血糖コントロールに加え、レーザー治療などを行います

新生血管がある場合はレーザー治療を行います

糖尿病網膜症の治療は、病気の進行に応じて異なります。しかしどの段階においても、その背景にある糖尿病の治療は欠かせません。

血糖値を下げるには、食生活の改善や運動療法を行いますが、効果が現れない場合や効果が不十分な場合などに、薬による治療が必要になります。血糖がコントロールできれば、網膜症の進行を防ぐことも可能です。

レーザー治療
新生血管がある場合に行うのが、レーザー治療です。毛細血管の詰まった部分にレーザーを照射して凝固し、新生血管の増殖を防ぎます。局所麻酔をして行うため、ほとんど痛みはありませんが、痛みを感じる人もいます。

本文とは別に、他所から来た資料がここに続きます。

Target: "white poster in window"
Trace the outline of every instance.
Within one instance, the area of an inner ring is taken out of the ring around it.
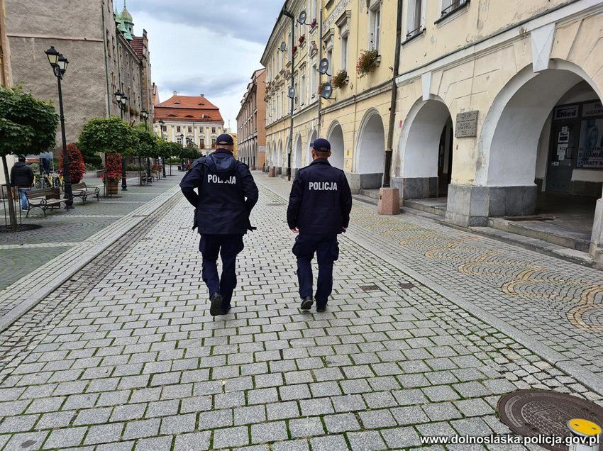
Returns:
[[[568,150],[568,145],[565,144],[558,144],[557,145],[557,160],[563,161],[565,160],[565,151]]]
[[[557,142],[559,144],[562,143],[568,143],[570,141],[570,128],[561,127],[561,131],[559,132],[559,137]]]
[[[603,169],[603,118],[582,121],[576,167]]]

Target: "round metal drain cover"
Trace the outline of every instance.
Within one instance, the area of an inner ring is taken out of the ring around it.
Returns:
[[[603,408],[585,399],[545,390],[518,390],[498,401],[501,421],[523,437],[570,437],[568,421],[584,418],[603,424]],[[539,444],[553,451],[568,451],[565,445]]]

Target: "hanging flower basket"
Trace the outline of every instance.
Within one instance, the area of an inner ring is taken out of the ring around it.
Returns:
[[[348,72],[345,70],[340,70],[338,72],[337,72],[335,75],[333,76],[331,84],[333,84],[333,88],[340,89],[346,84],[348,84],[348,82],[349,81],[350,77],[348,77]]]
[[[366,77],[379,65],[380,55],[377,50],[363,50],[358,62],[356,64],[356,72],[360,78]]]

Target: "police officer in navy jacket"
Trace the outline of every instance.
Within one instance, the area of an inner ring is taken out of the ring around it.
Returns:
[[[195,207],[193,228],[201,234],[203,280],[209,290],[212,316],[226,315],[236,286],[236,256],[243,235],[253,230],[249,215],[258,201],[258,186],[249,168],[233,155],[230,135],[220,135],[216,151],[195,161],[180,182],[184,196]],[[194,191],[197,188],[198,193]],[[222,259],[218,274],[218,255]]]
[[[316,311],[324,311],[333,291],[333,264],[339,257],[337,235],[350,223],[352,194],[343,171],[328,162],[331,144],[312,143],[313,162],[299,169],[293,182],[287,211],[289,228],[299,233],[293,253],[297,257],[297,279],[302,310],[309,310],[312,297],[312,259],[319,263]]]

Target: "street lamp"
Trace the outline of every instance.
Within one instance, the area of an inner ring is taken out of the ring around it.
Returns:
[[[69,61],[66,57],[61,55],[54,47],[50,47],[45,52],[48,57],[48,62],[50,63],[50,67],[52,68],[52,72],[55,73],[55,77],[57,77],[59,90],[59,112],[61,121],[61,138],[62,138],[63,145],[63,177],[65,180],[65,196],[67,199],[65,202],[65,208],[70,210],[73,208],[73,191],[71,189],[71,172],[70,171],[69,155],[67,152],[67,137],[65,131],[65,112],[63,111],[63,93],[61,87],[61,80],[63,79],[65,72],[67,72],[67,65]]]
[[[159,128],[160,128],[160,130],[161,130],[161,142],[162,142],[162,143],[163,143],[163,126],[164,126],[165,124],[165,123],[163,121],[163,120],[162,120],[162,119],[160,119],[160,120],[159,120]],[[164,157],[165,157],[165,155],[164,155],[163,157],[161,157],[161,158],[162,158],[162,160]],[[163,163],[163,177],[167,177],[167,176],[165,175],[165,161],[163,161],[163,162],[162,162]],[[170,165],[170,176],[172,175],[172,165]]]
[[[121,120],[123,120],[123,111],[126,111],[126,101],[128,100],[128,96],[118,89],[114,93],[115,99],[117,101],[117,106],[119,107],[119,113]],[[128,191],[128,182],[126,181],[126,155],[121,155],[121,191]]]

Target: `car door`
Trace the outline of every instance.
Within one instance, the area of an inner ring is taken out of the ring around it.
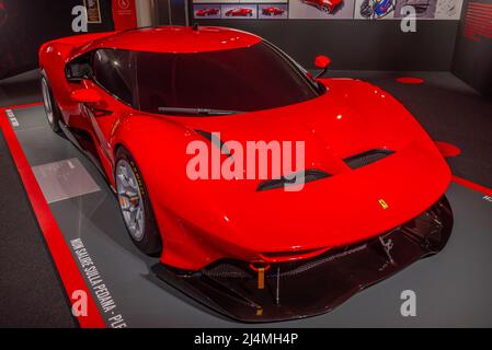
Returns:
[[[110,163],[114,154],[112,133],[134,106],[134,71],[131,51],[99,49],[92,57],[92,77],[83,82],[85,89],[94,89],[103,97],[100,103],[85,105],[84,115],[99,151]]]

通常、1回の治療で500発程度照射します。眼底全体に行う場合は、炎症を防ぐために、1週おきに4回程度に分けて行います。重症の糖尿病網膜症で、レーザー治療を受けなかった人と受けた人の失明率を調べた所、受けなかった人の30%以上が6年たった時点で失明していましたが、受けた人では20%以下に抑えられています。

硝子体手術
新生血管が破れて、硝子体出血が起こっている場合は、硝子体手術が行われます。白目の部分に小さな孔を開け、出血を硝子体ごと吸引します。硝子体を取り除いても、毛様体という部分から房水が分泌されるため、眼球の形は保たれます。

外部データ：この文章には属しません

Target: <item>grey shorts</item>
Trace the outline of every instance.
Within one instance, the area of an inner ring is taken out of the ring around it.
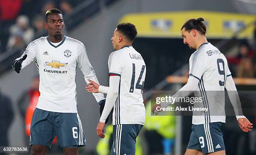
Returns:
[[[220,122],[192,125],[187,148],[202,150],[204,154],[225,150],[222,133],[224,125]]]
[[[61,147],[85,146],[85,135],[78,113],[49,112],[36,108],[30,128],[30,145],[51,147],[56,136]]]
[[[136,138],[142,127],[137,124],[113,125],[114,142],[110,155],[135,155]]]

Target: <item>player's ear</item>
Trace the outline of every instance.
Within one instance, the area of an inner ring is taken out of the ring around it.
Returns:
[[[197,34],[197,31],[195,30],[195,29],[193,29],[191,30],[191,33],[192,33],[192,35],[193,37],[195,36],[196,34]]]
[[[47,24],[46,22],[44,22],[44,29],[46,30],[47,30],[48,29],[48,27],[47,27]]]
[[[118,38],[118,43],[120,43],[121,41],[122,41],[122,40],[123,40],[123,36],[120,36],[119,38]]]

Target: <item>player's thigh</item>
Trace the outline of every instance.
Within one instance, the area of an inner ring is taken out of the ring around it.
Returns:
[[[135,155],[136,138],[143,125],[119,125],[113,126],[113,143],[111,155]]]
[[[225,155],[226,152],[225,150],[207,154],[207,155]]]
[[[63,147],[62,148],[65,155],[78,155],[78,147]]]
[[[196,134],[195,125],[192,125],[192,132],[190,134],[189,141],[186,151],[186,155],[193,155],[194,153],[197,155],[197,152],[202,152],[202,149],[205,147],[203,137],[202,141],[202,137],[201,136],[198,137]]]
[[[49,118],[50,112],[36,108],[30,128],[30,145],[51,147],[56,134]]]
[[[192,130],[203,153],[225,150],[222,133],[223,125],[223,123],[219,122],[192,125]],[[188,147],[188,148],[191,148]]]
[[[52,119],[61,147],[85,146],[85,135],[78,113],[56,113]]]
[[[184,155],[204,155],[201,150],[187,148]]]
[[[45,155],[48,148],[46,146],[33,145],[31,148],[31,154],[34,155]]]

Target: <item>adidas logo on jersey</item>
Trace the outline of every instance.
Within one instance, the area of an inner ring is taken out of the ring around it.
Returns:
[[[48,56],[49,55],[49,54],[48,54],[48,53],[47,53],[47,51],[46,51],[45,52],[44,52],[44,53],[43,53],[43,54],[44,55],[46,55],[46,56]]]
[[[221,147],[220,146],[220,145],[219,144],[218,144],[218,145],[217,145],[216,146],[216,147],[215,147],[215,149],[218,149],[218,148],[221,148]]]

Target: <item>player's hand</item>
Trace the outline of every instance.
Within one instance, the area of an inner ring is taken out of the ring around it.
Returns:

出血が除去されれば、また元通りに見えるようになることもありますが、網膜自体の傷みが重い場合には、視力が十分に出ないこともあります。また硝子体出血を長く放置していると、治療を受けても視力が戻らないこともあります。

新しい治療法
目の中にステロイド薬や抗がん剤の一種を注する、黄斑浮腫の治療の研究が進んでいます。2007年末現在、欧米では療法の薬の、日本ではステロイド薬の治験が行われています。